Even with its historic base though (and carrying the popular perception of an industry partial to a lunchtime tipple), he insists the market has been busy modernising behind the scenes.

“You see it in terms of ships going through war zones, for instance. Historically, you’d have to buy your cover at the beginning of the year, making some assumption about which of your ships was going to go into a war zone.

“Now with transponders, we can switch on the war cover when you go into the zone and switch them off [when they leave].”

In the physical sense too it’s making changes. While the “convening space of bringing people together” at Lloyd’s will “continue for some time”, the firm has pumped cash into a refurb to allow a more hybrid approach.

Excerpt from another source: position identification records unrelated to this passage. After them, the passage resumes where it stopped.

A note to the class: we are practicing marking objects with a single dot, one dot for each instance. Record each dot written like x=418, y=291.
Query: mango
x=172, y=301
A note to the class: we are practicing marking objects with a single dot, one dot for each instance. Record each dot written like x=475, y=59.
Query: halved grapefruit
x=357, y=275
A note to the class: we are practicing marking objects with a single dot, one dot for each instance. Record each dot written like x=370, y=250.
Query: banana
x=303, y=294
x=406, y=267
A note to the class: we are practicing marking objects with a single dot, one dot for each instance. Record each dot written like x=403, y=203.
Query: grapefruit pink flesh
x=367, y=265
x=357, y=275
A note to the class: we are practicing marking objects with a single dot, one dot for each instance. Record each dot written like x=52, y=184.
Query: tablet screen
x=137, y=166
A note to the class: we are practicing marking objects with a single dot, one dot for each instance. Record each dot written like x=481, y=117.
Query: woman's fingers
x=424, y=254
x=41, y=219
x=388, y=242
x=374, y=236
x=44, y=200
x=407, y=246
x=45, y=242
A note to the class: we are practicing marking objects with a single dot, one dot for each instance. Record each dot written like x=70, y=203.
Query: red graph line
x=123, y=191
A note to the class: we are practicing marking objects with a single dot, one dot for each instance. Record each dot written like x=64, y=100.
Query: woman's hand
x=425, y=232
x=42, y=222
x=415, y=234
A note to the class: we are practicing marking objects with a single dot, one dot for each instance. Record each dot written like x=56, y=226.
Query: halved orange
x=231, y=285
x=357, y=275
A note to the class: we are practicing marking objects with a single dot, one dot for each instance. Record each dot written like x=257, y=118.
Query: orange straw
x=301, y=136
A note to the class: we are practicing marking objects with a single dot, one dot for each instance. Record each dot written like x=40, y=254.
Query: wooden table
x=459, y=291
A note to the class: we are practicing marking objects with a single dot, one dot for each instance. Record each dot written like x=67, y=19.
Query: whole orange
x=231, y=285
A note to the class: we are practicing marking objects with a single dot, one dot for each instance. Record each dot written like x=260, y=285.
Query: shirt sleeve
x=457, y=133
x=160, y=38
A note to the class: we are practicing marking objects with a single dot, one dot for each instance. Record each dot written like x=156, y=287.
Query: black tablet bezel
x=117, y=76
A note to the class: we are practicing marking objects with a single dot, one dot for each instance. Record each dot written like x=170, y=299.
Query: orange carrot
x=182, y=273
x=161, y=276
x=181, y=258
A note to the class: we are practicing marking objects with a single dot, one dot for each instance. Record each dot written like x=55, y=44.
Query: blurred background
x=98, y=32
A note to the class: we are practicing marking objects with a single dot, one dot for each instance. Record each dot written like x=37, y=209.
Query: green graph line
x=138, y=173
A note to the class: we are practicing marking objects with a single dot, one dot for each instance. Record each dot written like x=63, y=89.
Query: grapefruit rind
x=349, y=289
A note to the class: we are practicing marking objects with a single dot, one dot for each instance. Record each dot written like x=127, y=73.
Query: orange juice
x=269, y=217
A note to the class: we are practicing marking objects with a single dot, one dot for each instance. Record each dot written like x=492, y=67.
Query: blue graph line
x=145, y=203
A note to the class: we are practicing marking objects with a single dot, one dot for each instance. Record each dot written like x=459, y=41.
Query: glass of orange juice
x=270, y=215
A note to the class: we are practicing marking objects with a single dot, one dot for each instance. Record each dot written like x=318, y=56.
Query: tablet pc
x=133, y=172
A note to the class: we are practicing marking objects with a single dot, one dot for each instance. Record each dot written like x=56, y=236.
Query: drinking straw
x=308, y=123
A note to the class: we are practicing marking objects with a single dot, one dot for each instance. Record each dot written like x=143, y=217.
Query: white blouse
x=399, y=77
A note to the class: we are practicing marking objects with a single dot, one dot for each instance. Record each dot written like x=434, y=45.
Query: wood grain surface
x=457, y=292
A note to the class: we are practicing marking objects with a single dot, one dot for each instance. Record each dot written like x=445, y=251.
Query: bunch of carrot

Lloyd’s is also now renegotiating its lease on its iconic base with the intention of making it a more hybrid market in future.

Historic challenge

But as with most of the markets in the capital over the past seven years, that global status has been well and truly challenged.

New centres like Singapore and Dubai and Miami had been vying to snap up the post-Brexit business while London’s share of the market has remained largely flat.

Political turmoil, climate catastrophe and wars over the past two years have sent premiums across the industry soaring but also placed new pressures on London’s role within it.

If you have the expertise in London, then the business will come – and so will the capital.

Regulation too has been something of a barrier. Even with a new growth and competitiveness mandate from government, he argues it’s “one thing to put it on the books and another to implement it”.

And to fight off that challenge, the City needs to both get on the front foot and beef up its strengths.

“What we’ve tried to do to respond in Lloyds and in the London insurance market more broadly, is to double down on expertise as the key differentiator of capability.

“If you have the expertise in London, then the business will come – and so will the capital.”

The approach is playing out in the numbers for Lloyd’s. In its most recent half year results, the group posted an underwriting profit of £2.5bn, up from £1.2bn last year, and an investment return of £1.8bn from a £3.1bn loss in the same period last year.

On the front foot

New initiatives are now providing the attacking depth. Lloyd’s rolled out its London Bridge programme in 2021 to open up access to a wider pool of institutional investors, drawing in some $200m in the first year. Last summer it broadened out the scheme again with London Bridge 2.

That “front footedness” now needs to be adopted across the City, he says.

Just as Jonny Bairstow laid the marker for the new Bazball regime when he blasted 114 to help England chase down India with ease in 2022, it’s time for the Square Mile to do something similar.

“If you’re not more front footed, we end up with lots of dull draws,” Carnegie-Brown adds. “We need to seize the exciting opportunities that the game of cricket, and indeed the City, represent.”